И имейте в виду, что глупцы не всегда просто слабоумные и препятствующие; они временами свирепые, опасные, безумные. В человеческой природе есть то, что Гете называл демоническим элементом, бросающим вызов всякому закону и всякой индукции; и мы можем, я боюсь, из-за этой одной причины, так же легко рассчитать прогресс человеческого рода, как мы можем рассчитать прогресс виноградных лоз на склонах Этны, с лавой, готовой закипеть и поглотить их в любой и каждый момент. Давайте учиться, во имя Божье, всему, чему можем, из коротких интервалов среднего мира и здравого смысла: давайте, или скорее наши внуки, получим драгоценные уроки из них для следующего периода здравомыслия. Но давайте не будем удивлены, тем более обескуражены, если после изучения очень малого, какой-то неожиданный и поистине демонический фактор, анабаптистская война, французская революция или другой, подбросит все наши расчеты к ветрам и заставит нас начать заново, более печальными и более мудрыми людьми. Мы можем узнать, несомненно, даже больше о реальных фактах человеческой природы, реальных законах человеческой истории, из этих критических периодов, когда корневые волокна человеческого сердца обнажены, во благо и во зло, чем из любых гладких и респектабельных периодов мира и достатка: тем не менее их уроки не статистические, а моральные.
Но если человеческое безумие было разрушительной силой, несущей зло, то человеческий разум, несомненно, был разрушительной силой, несущей добро. Человек может не только нарушать законы своего бытия, он может также выбирать между ними в той степени, которую наука расширяет с каждым днем, и тем самым становиться тем, кем он был предназначен быть, — искусственным существом; искусственным в своих изделиях, привычках, обществе, государственном устройстве — да в чем угодно! Целыми днями он имеет свободный выбор даже между физическими законами, чего лишены простые вещи и что делает законы простых вещей неприменимыми к нему. Возьмем самый простой пример. Если он падает в воду, у него есть выбор: подчиниться законам гравитации и пойти ко дну или с помощью других законов совершить (для него) искусственный процесс плавания и выбраться на берег. Правда, и то и другое произойдет по закону: но у него есть выбор, какой закон победит — утонуть или плыть. Нам еще предстоит узнать, почему целые народы, почему все человечество не может использовать ту же предусмотрительную власть в отношении того, какому закону им следовать — какой, не нарушая его, они должны покорить и подавить, пока это кажется им благом.
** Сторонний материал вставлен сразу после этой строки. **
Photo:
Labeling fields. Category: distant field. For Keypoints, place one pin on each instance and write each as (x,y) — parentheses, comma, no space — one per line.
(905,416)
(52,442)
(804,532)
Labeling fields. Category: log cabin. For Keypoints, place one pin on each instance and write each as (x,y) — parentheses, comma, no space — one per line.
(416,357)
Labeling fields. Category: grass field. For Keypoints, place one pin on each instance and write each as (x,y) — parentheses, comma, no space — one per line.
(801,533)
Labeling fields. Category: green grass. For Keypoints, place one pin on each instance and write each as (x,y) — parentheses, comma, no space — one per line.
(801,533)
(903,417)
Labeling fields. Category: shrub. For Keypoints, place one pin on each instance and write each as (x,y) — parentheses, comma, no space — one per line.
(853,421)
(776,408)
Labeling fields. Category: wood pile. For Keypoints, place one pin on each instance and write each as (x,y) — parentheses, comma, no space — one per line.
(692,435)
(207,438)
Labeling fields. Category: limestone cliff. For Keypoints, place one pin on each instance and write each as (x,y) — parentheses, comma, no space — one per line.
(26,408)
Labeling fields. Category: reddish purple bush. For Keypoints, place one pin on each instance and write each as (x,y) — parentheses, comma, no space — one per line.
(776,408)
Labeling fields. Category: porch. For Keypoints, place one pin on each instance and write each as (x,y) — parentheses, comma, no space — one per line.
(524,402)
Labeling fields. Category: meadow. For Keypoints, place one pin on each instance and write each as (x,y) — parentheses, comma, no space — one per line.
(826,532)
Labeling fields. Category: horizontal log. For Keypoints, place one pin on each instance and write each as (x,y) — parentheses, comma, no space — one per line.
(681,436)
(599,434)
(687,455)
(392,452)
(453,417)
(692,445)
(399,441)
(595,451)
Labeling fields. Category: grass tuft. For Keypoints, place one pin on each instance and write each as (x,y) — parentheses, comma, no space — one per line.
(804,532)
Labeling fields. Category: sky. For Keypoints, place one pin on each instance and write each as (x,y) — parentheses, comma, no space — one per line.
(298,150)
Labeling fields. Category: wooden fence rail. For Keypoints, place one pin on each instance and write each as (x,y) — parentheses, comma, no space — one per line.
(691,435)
Верно, природе нужно подчиняться, чтобы ее можно было покорить: но ведь она должна быть покорена. В последнее время стало слишком модно искажать этот великий афоризм Бэкона в совершенно иной, говоря: «Природе нужно подчиняться, потому что ее нельзя покорить»; тем самым провозглашая бессилие науки открыть что-либо, кроме собственного бессилия — результат, столь же противоречащий фактам, как и собственным надеждам Бэкона на то, что наука сделает для благополучия человеческого рода. Ибо что есть все человеческое изобретение, как не преодоление и покорение одного естественного закона другим? Что есть практический ответ, который все человечество дает природе и ее притязаниям, всякий раз, когда оно продвигалось хоть на шаг со дня сотворения мира: благодаря которому все первооткрыватели делали открытия, все учителя учили: благодаря которому все государственные устройства, королевства, цивилизации, искусства, ремесла утверждали себя; все, кто возвысился над толпой, противостояли толпе и покоряли толпу, будучи сначала распятыми ею, а затем почитаемыми: благодаря которому первый дикарь покорил естественный закон, помещавший диких зверей в лесу, убивая их; покорил естественный закон, делающий сырое мясо пригодным в пищу, готовя его; покорил естественный закон, заставлявший сорняки расти у порога его хижины, вырывая их и сажая вместо них зерно; и завоевал свои первые шпоры в великой битве человека против природы, доказав тем самым, что он человек, а не обезьяна? Что, как не это? — «Природа сильна, но я сильнее. Я знаю ее цену, но я знаю свою собственную. Я доверяю ей и ее законам, но она будет моим верным слугой, а не моим тираном; и если она вмешается в мой идеал, даже в мой личный комфорт, тогда мы с природой будем сражаться до последнего вздоха, и да защитит Небо правых!»
Забывая об этом, по моему скромному мнению, заключалась ошибка ранней школы политической экономии, или школы laissez faire. Она была слишком склонна говорить людям: «Вы — марионетки определенных естественных законов. Ваша собственная свобода воли и выбор, если они действительно существуют, существуют лишь как опасная болезнь. Все, что вы можете сделать, — это подчиниться законам и плыть по течению, куда бы они вас ни несли, к добру или к худу». Но не менее определенно та же вина должна быть возложена на французскую социалистическую школу. Она, хотя и основана на восстании против Philosophie du neant, philosophie de la misère, как она привыкла называть школу laissez faire, все же сохранила худшее заблуждение своего противника, а именно то, что человек является продуктом обстоятельств; и отказала ему, так же как и ее антагонист, в обладании свободой воли, или, по крайней мере, в праве использовать свободу воли в сколько-нибудь значительных масштабах.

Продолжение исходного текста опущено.